A once-in-a-lifetime pandemic and the first war on the continent of Europe in nearly 80 years has changed the economy in ways few people anticipated – and the ramifications could well still be playing out.
That’s not to say the end of this cycle will be different in terms of whether a recession ensues or the economy hums along without too much carnage. But it does suggest that the way people feel about the economy and how they react may not have conformed to the normal analyses or will perform the same as during previous periods of high inflation or rising interest rates.
For one thing, most people were not even alive the last time inflation hit 9%, as it did last year. And some industries – notably health care and hospitality – are still struggling to get back to pre-pandemic levels. Offices are still nowhere near as occupied as they were in 2019.

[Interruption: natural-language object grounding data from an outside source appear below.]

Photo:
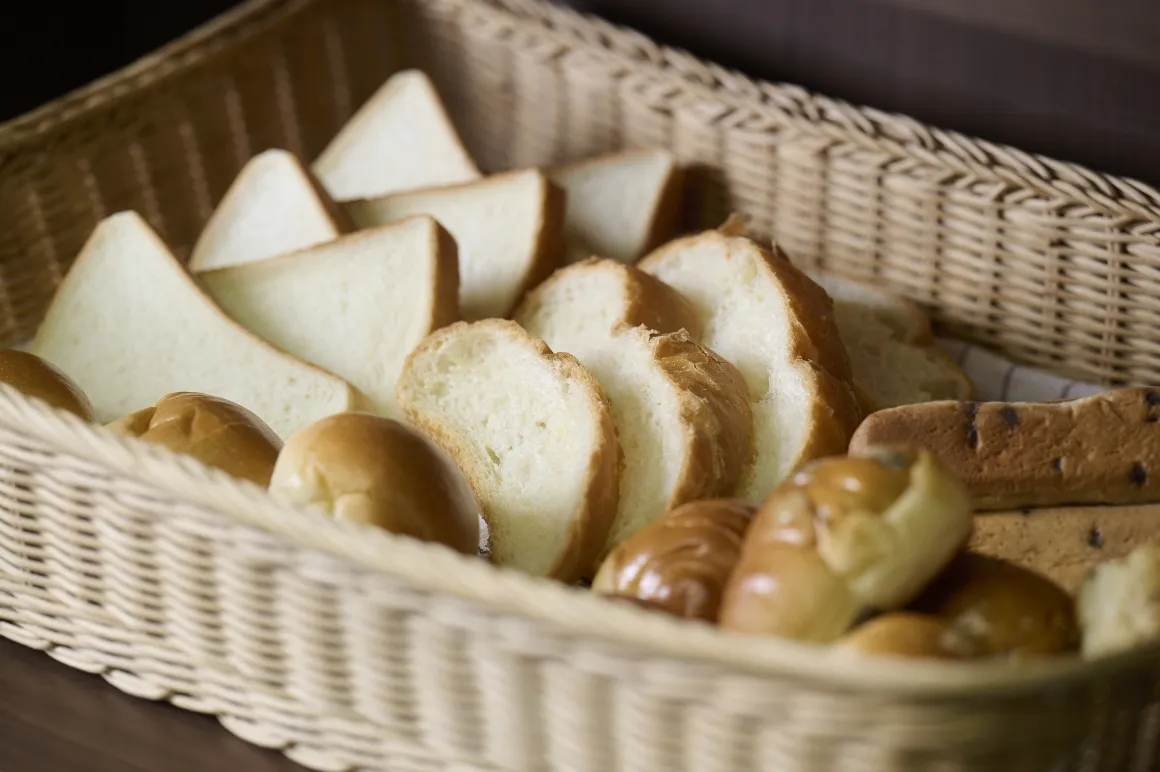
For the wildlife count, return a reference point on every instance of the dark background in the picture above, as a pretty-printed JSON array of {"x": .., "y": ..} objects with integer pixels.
[{"x": 1072, "y": 79}]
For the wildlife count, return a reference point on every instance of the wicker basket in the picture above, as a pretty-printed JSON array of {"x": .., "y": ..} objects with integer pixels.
[{"x": 362, "y": 650}]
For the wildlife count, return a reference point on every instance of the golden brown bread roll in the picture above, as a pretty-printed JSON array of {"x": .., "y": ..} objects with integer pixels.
[
  {"x": 1002, "y": 607},
  {"x": 846, "y": 536},
  {"x": 214, "y": 430},
  {"x": 906, "y": 634},
  {"x": 35, "y": 377},
  {"x": 361, "y": 467},
  {"x": 680, "y": 561}
]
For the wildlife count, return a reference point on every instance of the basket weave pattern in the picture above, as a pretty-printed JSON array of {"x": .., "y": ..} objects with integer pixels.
[{"x": 361, "y": 650}]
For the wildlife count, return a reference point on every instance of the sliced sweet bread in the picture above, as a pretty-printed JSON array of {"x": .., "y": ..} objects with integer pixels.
[
  {"x": 356, "y": 306},
  {"x": 681, "y": 412},
  {"x": 130, "y": 326},
  {"x": 400, "y": 139},
  {"x": 892, "y": 350},
  {"x": 508, "y": 227},
  {"x": 776, "y": 326},
  {"x": 620, "y": 205},
  {"x": 274, "y": 206},
  {"x": 534, "y": 432}
]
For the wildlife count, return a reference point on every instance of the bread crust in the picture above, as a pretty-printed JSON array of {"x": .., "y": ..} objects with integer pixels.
[
  {"x": 816, "y": 349},
  {"x": 593, "y": 515},
  {"x": 911, "y": 327},
  {"x": 1096, "y": 450},
  {"x": 549, "y": 252},
  {"x": 650, "y": 303},
  {"x": 1065, "y": 543}
]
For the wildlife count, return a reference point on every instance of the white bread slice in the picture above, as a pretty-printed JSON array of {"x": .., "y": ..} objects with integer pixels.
[
  {"x": 620, "y": 205},
  {"x": 892, "y": 350},
  {"x": 356, "y": 306},
  {"x": 773, "y": 322},
  {"x": 274, "y": 206},
  {"x": 130, "y": 326},
  {"x": 508, "y": 228},
  {"x": 681, "y": 413},
  {"x": 400, "y": 139},
  {"x": 533, "y": 431}
]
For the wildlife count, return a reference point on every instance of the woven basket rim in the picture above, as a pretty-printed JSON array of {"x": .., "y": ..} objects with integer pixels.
[
  {"x": 570, "y": 611},
  {"x": 805, "y": 110},
  {"x": 240, "y": 23}
]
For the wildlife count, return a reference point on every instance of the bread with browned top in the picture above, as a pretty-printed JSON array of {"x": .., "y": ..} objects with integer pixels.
[{"x": 1096, "y": 450}]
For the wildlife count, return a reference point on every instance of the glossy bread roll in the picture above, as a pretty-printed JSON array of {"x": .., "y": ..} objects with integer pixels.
[
  {"x": 35, "y": 377},
  {"x": 214, "y": 430},
  {"x": 906, "y": 634},
  {"x": 846, "y": 536},
  {"x": 361, "y": 467},
  {"x": 680, "y": 561},
  {"x": 1003, "y": 609}
]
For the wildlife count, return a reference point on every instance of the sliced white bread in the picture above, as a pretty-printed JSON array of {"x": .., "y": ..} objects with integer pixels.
[
  {"x": 275, "y": 205},
  {"x": 400, "y": 139},
  {"x": 681, "y": 412},
  {"x": 508, "y": 228},
  {"x": 356, "y": 306},
  {"x": 776, "y": 326},
  {"x": 892, "y": 350},
  {"x": 620, "y": 205},
  {"x": 534, "y": 432},
  {"x": 130, "y": 326}
]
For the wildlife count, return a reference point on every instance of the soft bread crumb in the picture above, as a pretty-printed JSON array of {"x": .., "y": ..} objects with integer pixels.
[
  {"x": 1118, "y": 604},
  {"x": 533, "y": 431}
]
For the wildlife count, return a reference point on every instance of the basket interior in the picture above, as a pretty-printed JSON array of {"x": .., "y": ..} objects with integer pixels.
[{"x": 1049, "y": 263}]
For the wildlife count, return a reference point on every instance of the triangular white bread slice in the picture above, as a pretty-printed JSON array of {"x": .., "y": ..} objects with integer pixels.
[
  {"x": 773, "y": 322},
  {"x": 892, "y": 350},
  {"x": 681, "y": 412},
  {"x": 129, "y": 325},
  {"x": 356, "y": 306},
  {"x": 620, "y": 205},
  {"x": 275, "y": 205},
  {"x": 534, "y": 432},
  {"x": 400, "y": 139},
  {"x": 508, "y": 228}
]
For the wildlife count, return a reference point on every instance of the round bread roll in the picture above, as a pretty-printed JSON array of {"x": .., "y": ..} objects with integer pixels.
[
  {"x": 33, "y": 376},
  {"x": 681, "y": 560},
  {"x": 1005, "y": 609},
  {"x": 214, "y": 430},
  {"x": 361, "y": 467},
  {"x": 846, "y": 536},
  {"x": 906, "y": 634}
]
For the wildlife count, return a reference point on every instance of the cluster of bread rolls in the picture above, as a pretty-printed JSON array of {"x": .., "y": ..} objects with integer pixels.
[
  {"x": 695, "y": 424},
  {"x": 862, "y": 553}
]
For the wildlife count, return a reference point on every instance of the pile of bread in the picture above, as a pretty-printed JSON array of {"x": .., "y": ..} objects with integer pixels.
[{"x": 689, "y": 422}]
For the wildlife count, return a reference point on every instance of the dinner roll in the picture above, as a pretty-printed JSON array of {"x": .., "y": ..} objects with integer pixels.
[
  {"x": 361, "y": 467},
  {"x": 1002, "y": 607},
  {"x": 842, "y": 537},
  {"x": 681, "y": 560},
  {"x": 214, "y": 430},
  {"x": 1118, "y": 603},
  {"x": 35, "y": 377},
  {"x": 906, "y": 634}
]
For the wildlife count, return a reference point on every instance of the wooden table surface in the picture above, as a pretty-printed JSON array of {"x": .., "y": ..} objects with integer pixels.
[{"x": 56, "y": 719}]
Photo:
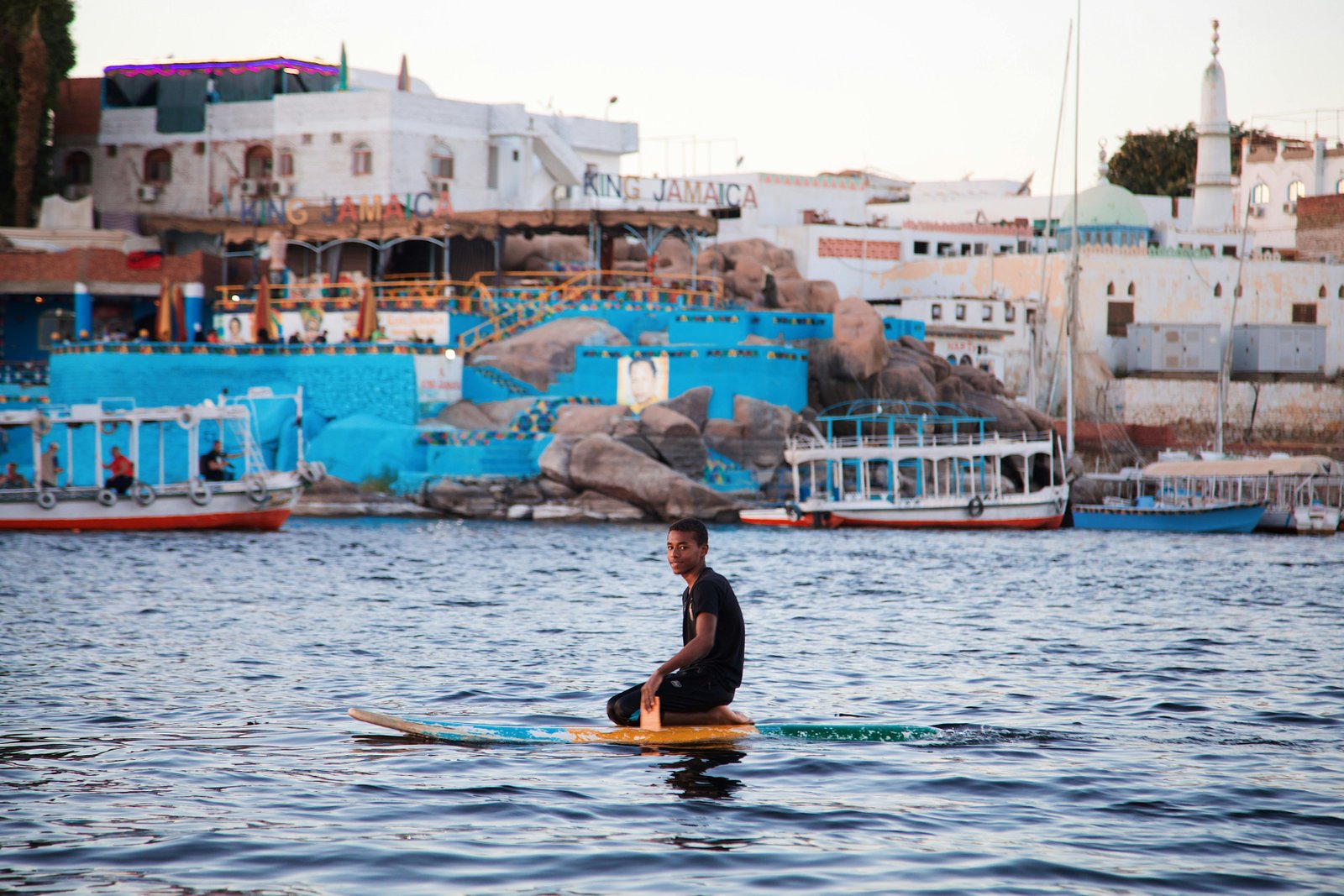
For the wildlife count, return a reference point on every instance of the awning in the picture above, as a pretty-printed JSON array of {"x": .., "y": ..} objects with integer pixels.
[{"x": 483, "y": 224}]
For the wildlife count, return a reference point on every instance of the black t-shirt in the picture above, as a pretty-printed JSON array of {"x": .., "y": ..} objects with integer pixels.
[{"x": 711, "y": 593}]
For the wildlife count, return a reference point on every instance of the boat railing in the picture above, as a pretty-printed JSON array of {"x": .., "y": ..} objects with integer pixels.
[{"x": 911, "y": 441}]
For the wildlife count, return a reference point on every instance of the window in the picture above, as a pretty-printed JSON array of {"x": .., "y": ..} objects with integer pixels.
[
  {"x": 257, "y": 163},
  {"x": 1119, "y": 316},
  {"x": 363, "y": 156},
  {"x": 158, "y": 167},
  {"x": 78, "y": 168},
  {"x": 441, "y": 163}
]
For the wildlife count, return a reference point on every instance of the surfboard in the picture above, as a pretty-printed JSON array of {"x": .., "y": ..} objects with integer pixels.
[{"x": 470, "y": 732}]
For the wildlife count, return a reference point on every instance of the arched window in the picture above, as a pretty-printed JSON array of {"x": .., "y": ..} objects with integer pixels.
[
  {"x": 257, "y": 163},
  {"x": 158, "y": 167},
  {"x": 363, "y": 159},
  {"x": 441, "y": 163},
  {"x": 78, "y": 168}
]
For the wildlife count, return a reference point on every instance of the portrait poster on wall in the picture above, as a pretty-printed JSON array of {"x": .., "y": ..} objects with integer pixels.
[{"x": 642, "y": 382}]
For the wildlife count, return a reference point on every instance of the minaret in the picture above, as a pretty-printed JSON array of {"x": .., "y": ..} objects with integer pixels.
[{"x": 1214, "y": 161}]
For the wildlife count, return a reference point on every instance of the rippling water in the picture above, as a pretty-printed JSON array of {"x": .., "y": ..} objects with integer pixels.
[{"x": 1126, "y": 714}]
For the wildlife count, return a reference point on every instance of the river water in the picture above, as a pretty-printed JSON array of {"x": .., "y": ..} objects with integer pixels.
[{"x": 1124, "y": 714}]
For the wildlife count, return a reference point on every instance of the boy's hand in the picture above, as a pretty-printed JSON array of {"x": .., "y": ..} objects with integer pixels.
[{"x": 651, "y": 689}]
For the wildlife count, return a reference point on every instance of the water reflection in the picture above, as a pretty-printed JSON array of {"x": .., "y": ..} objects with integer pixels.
[{"x": 690, "y": 775}]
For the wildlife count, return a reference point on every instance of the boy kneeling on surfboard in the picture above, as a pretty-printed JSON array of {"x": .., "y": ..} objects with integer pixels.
[{"x": 696, "y": 685}]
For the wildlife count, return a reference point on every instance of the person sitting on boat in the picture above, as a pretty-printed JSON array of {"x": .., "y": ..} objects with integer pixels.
[
  {"x": 50, "y": 466},
  {"x": 13, "y": 477},
  {"x": 696, "y": 685},
  {"x": 214, "y": 466},
  {"x": 123, "y": 472}
]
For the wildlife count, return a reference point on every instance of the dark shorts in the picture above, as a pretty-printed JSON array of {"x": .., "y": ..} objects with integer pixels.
[{"x": 683, "y": 691}]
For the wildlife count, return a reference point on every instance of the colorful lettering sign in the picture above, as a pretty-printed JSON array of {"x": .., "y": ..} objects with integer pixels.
[{"x": 669, "y": 190}]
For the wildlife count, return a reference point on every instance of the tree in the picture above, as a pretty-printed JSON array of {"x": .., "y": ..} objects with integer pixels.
[
  {"x": 54, "y": 18},
  {"x": 1159, "y": 163}
]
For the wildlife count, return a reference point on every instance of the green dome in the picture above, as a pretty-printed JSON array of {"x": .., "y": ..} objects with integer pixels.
[{"x": 1106, "y": 204}]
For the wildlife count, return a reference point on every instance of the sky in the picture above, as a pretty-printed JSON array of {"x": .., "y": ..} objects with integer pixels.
[{"x": 931, "y": 90}]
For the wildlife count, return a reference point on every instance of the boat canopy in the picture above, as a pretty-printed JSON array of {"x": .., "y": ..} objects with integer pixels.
[{"x": 1304, "y": 465}]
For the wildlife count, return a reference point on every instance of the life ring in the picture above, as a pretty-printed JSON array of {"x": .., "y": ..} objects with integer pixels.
[
  {"x": 199, "y": 493},
  {"x": 257, "y": 490}
]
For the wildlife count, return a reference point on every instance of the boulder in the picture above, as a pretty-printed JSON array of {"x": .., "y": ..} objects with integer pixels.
[
  {"x": 692, "y": 403},
  {"x": 675, "y": 439},
  {"x": 585, "y": 419},
  {"x": 537, "y": 355},
  {"x": 463, "y": 500},
  {"x": 555, "y": 459},
  {"x": 859, "y": 338},
  {"x": 906, "y": 382},
  {"x": 617, "y": 470},
  {"x": 465, "y": 416},
  {"x": 764, "y": 430},
  {"x": 604, "y": 506}
]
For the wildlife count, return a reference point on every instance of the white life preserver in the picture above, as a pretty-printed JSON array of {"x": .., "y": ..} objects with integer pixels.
[
  {"x": 257, "y": 490},
  {"x": 199, "y": 492}
]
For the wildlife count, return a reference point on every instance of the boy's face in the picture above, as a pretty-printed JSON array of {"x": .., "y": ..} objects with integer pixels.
[{"x": 685, "y": 553}]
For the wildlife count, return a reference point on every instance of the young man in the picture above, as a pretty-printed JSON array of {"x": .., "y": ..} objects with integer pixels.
[{"x": 696, "y": 685}]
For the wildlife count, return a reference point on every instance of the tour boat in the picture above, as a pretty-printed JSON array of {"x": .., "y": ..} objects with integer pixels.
[
  {"x": 165, "y": 445},
  {"x": 918, "y": 465}
]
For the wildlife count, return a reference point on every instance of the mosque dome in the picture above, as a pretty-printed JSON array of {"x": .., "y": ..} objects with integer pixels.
[{"x": 1106, "y": 204}]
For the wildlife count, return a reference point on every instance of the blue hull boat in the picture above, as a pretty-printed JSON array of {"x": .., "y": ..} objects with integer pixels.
[{"x": 1166, "y": 517}]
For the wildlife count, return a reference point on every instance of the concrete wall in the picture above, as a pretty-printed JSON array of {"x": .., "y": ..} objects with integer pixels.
[{"x": 1296, "y": 410}]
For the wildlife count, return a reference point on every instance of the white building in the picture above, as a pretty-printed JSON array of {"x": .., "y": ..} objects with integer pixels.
[{"x": 255, "y": 137}]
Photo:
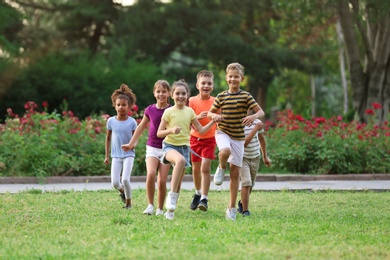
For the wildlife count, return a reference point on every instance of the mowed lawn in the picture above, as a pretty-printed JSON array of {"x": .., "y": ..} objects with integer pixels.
[{"x": 282, "y": 225}]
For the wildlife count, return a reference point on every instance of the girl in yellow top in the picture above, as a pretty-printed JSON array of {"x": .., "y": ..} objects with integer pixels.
[{"x": 175, "y": 128}]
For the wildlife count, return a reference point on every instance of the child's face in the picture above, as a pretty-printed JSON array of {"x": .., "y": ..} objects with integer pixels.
[
  {"x": 121, "y": 106},
  {"x": 180, "y": 96},
  {"x": 161, "y": 94},
  {"x": 234, "y": 79},
  {"x": 205, "y": 85}
]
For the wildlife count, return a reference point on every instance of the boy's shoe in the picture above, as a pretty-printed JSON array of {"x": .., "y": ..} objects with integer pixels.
[
  {"x": 218, "y": 176},
  {"x": 203, "y": 205},
  {"x": 195, "y": 202},
  {"x": 127, "y": 207},
  {"x": 123, "y": 197},
  {"x": 246, "y": 213},
  {"x": 159, "y": 212},
  {"x": 231, "y": 214},
  {"x": 171, "y": 201},
  {"x": 169, "y": 215},
  {"x": 239, "y": 208},
  {"x": 149, "y": 210}
]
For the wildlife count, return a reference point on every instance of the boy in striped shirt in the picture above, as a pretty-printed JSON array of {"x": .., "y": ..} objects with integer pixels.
[{"x": 233, "y": 105}]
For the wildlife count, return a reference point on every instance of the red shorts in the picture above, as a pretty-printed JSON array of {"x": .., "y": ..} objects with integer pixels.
[{"x": 203, "y": 147}]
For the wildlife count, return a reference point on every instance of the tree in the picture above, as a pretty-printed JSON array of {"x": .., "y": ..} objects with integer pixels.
[{"x": 366, "y": 29}]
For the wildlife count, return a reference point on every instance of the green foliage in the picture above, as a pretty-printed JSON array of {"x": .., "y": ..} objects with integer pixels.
[
  {"x": 85, "y": 82},
  {"x": 330, "y": 146}
]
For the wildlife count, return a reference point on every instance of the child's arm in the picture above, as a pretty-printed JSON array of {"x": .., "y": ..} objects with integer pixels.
[
  {"x": 248, "y": 120},
  {"x": 107, "y": 147},
  {"x": 252, "y": 133},
  {"x": 263, "y": 146},
  {"x": 163, "y": 132},
  {"x": 201, "y": 129},
  {"x": 138, "y": 132}
]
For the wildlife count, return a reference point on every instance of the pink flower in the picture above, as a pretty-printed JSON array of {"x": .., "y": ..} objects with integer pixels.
[{"x": 376, "y": 105}]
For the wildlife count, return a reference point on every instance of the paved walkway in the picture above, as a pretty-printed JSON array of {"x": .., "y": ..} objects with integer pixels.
[{"x": 268, "y": 182}]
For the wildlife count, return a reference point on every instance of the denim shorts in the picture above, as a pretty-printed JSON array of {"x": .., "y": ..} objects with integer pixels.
[{"x": 182, "y": 149}]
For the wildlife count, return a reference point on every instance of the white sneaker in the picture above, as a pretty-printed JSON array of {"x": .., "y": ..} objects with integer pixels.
[
  {"x": 171, "y": 201},
  {"x": 169, "y": 215},
  {"x": 159, "y": 212},
  {"x": 231, "y": 214},
  {"x": 218, "y": 176},
  {"x": 149, "y": 210}
]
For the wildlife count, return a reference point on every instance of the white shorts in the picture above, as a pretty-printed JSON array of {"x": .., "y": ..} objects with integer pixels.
[
  {"x": 153, "y": 152},
  {"x": 236, "y": 147}
]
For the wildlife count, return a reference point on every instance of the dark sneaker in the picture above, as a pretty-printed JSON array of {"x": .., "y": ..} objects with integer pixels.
[
  {"x": 203, "y": 205},
  {"x": 239, "y": 208},
  {"x": 246, "y": 213},
  {"x": 123, "y": 197},
  {"x": 195, "y": 202}
]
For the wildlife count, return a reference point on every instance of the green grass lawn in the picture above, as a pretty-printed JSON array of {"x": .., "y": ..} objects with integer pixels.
[{"x": 282, "y": 225}]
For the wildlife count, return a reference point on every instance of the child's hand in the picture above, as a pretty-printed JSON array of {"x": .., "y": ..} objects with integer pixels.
[
  {"x": 176, "y": 130},
  {"x": 107, "y": 160},
  {"x": 202, "y": 115},
  {"x": 217, "y": 118},
  {"x": 248, "y": 120},
  {"x": 267, "y": 161}
]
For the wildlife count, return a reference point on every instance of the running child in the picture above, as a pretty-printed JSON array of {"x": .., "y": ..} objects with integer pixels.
[
  {"x": 120, "y": 129},
  {"x": 152, "y": 116},
  {"x": 175, "y": 129}
]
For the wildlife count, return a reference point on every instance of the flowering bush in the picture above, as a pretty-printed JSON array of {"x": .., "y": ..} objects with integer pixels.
[
  {"x": 329, "y": 146},
  {"x": 42, "y": 144}
]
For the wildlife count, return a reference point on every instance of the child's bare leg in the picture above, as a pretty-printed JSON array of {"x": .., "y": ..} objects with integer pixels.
[
  {"x": 162, "y": 184},
  {"x": 234, "y": 184},
  {"x": 245, "y": 191}
]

“A lot of people are still highly rattled by what we’ve experienced the past few years,” Calhoun says. “The pandemic, the stimulus, the war in Ukraine and the move by the Fed to a completely new policy – it’s altered people’s way of thinking.”
The Last Word
It’s hard to find an institution with better access to economic data and analysis than the Federal Reserve. So, here’s how its economists see the economy in 2023, hot off the press within the past 48 hours:
“Key data in January suggest that the economy began 2023 on solid footing, although there are some inklings that the pace of retail sales could be slower in February,” Kevin Kliesen, a business economists and researcher at the Federal Reserve Bank of St. Louis wrote in the latest issue of the Regional Economist.
“Continued high inflation rates and a rebound in market-based measures of inflation expectations indicate that downside risks to the economy remain elevated,” he added. “For these reasons, uncertainty about both the pace of economic growth and the degree of disinflation over the near term – as reflected in the consensus forecasts – remains extraordinarily high.”